Take the Pills
Ben Pobjie
73

I moderate an online OCD support group, and while that’s not exactly the same as what you’re experiencing, a lot of the people I’ve talked to would relate to statements like “you can’t talk to anyone about what’s really going on in your head anyway, because telling someone can only lead to them walking away in anger or disgust or just plain boredom” and “when you think about dying, and you know you don’t want to die, but you’re afraid that you’re nearing that point where what you want won’t even matter, you won’t even have a choice.”

(Somewhat extreme) case in point, in case you need some reassurance that whatever thoughts are swimming in your head are no more bizarre than anyone else’s and you should absolutely talk to someone about them. Yes, psychologists are expensive, but merely talking about these problems with someone who can help you process them is cathartic, even before Cognitive Behavioural Therapy exercises and whatever other clinical homework that psychs assign.

If you really can’t afford a therapist (in terms of time, money, or emotional investment), at least vent to someone anonymously on the internet. I am no psychiatric expert, but I know from experience that it feels great to dump your thoughts and feelings onto a page in a way that’s raw and unobstructed by any potential detriment to your career or personal life. There is no shortage of places that facilitate this.

All of these problems which attack our self-image really do a number on our ability to respect ourselves. The problem with that is that it’s hard to find a way of practicing self-compassion that isn’t completely token. For me, it’s useful to ask myself “what would you do if a friend came to you with these issues? What would you say to them?” And of course the answer is “I would do my best to understand how they’re feeling, to understand what they need to do to get themselves into a better space, and help them to achieve that.”* That way you can avoid hating yourself for what you’re thinking and feeling (mindfulness meditation is also useful for this if you’re very patient) and motivate yourself to bring it up with a friend.

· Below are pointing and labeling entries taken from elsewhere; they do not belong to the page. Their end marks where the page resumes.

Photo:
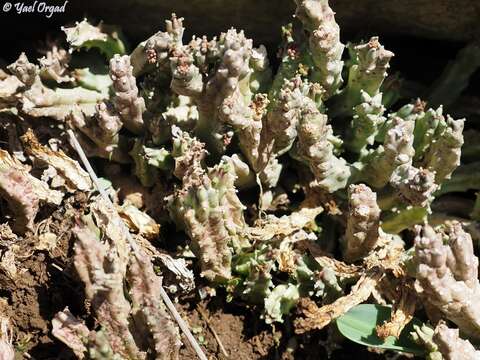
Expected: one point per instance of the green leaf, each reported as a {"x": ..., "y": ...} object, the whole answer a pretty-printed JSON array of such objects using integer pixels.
[{"x": 359, "y": 325}]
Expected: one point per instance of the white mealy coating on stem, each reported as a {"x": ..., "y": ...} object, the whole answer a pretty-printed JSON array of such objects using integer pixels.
[{"x": 447, "y": 274}]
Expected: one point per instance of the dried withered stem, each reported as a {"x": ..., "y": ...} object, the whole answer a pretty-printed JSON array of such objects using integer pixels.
[
  {"x": 71, "y": 331},
  {"x": 75, "y": 177},
  {"x": 135, "y": 249},
  {"x": 7, "y": 351},
  {"x": 318, "y": 318},
  {"x": 23, "y": 192}
]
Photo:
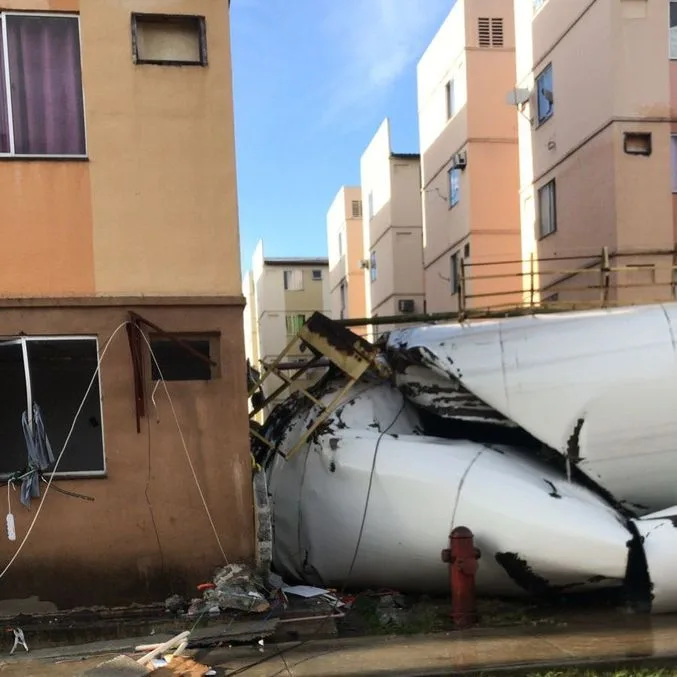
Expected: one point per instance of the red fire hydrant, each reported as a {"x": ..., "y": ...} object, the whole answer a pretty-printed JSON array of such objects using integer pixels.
[{"x": 462, "y": 557}]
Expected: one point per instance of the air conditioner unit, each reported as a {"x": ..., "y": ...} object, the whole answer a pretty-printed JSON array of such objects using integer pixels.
[{"x": 460, "y": 160}]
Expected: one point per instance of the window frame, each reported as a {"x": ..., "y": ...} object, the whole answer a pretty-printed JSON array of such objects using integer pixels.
[
  {"x": 5, "y": 74},
  {"x": 450, "y": 96},
  {"x": 23, "y": 341},
  {"x": 673, "y": 163},
  {"x": 212, "y": 337},
  {"x": 543, "y": 118},
  {"x": 292, "y": 319},
  {"x": 170, "y": 18},
  {"x": 672, "y": 56},
  {"x": 454, "y": 196},
  {"x": 286, "y": 280},
  {"x": 552, "y": 187},
  {"x": 454, "y": 271}
]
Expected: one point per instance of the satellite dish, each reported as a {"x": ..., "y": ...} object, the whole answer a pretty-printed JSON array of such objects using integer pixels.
[{"x": 518, "y": 96}]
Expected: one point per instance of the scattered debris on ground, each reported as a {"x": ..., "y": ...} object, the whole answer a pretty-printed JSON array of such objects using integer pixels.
[{"x": 234, "y": 587}]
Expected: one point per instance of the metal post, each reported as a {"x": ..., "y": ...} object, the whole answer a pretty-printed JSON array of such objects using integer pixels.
[
  {"x": 605, "y": 277},
  {"x": 461, "y": 292}
]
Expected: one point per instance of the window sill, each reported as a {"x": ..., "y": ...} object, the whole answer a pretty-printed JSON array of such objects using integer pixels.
[
  {"x": 44, "y": 158},
  {"x": 540, "y": 238},
  {"x": 72, "y": 475},
  {"x": 171, "y": 64}
]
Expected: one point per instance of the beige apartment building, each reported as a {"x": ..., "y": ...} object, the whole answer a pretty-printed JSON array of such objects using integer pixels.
[
  {"x": 281, "y": 294},
  {"x": 392, "y": 229},
  {"x": 119, "y": 269},
  {"x": 469, "y": 157},
  {"x": 346, "y": 256},
  {"x": 596, "y": 95}
]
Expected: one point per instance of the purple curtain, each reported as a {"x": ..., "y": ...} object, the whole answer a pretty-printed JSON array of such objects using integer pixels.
[
  {"x": 46, "y": 85},
  {"x": 4, "y": 117}
]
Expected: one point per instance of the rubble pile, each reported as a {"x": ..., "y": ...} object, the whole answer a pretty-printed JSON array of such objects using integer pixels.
[{"x": 235, "y": 587}]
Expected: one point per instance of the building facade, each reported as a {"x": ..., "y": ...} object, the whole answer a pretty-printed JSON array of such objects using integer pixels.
[
  {"x": 469, "y": 158},
  {"x": 596, "y": 94},
  {"x": 346, "y": 255},
  {"x": 392, "y": 228},
  {"x": 119, "y": 221},
  {"x": 281, "y": 294}
]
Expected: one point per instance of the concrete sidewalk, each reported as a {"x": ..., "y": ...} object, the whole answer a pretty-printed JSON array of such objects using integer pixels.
[
  {"x": 421, "y": 656},
  {"x": 427, "y": 656}
]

And for what it’s worth, a lot of people do well without pharmacological assistance. In fact, I’d say it’s usually fairly useless to take SSRIs without addressing the underlying thought patterns — drugs are a symptomatic patch which don’t really address the reasons for chronically feeling shitty. They just sort of help you function when your body and mind is screaming at you to become the sessile heap of lumpy mashed potatoes that you think you are.

So yeah, pills are okay, especially if they appear to be helping you, but you shouldn’t rely solely on them to get you through the long-term struggle. You need people to whom you can communicate without censoring yourself, as hard as that can be.

*: My response would actually be closer to “I don’t have any friends, what are you on about?”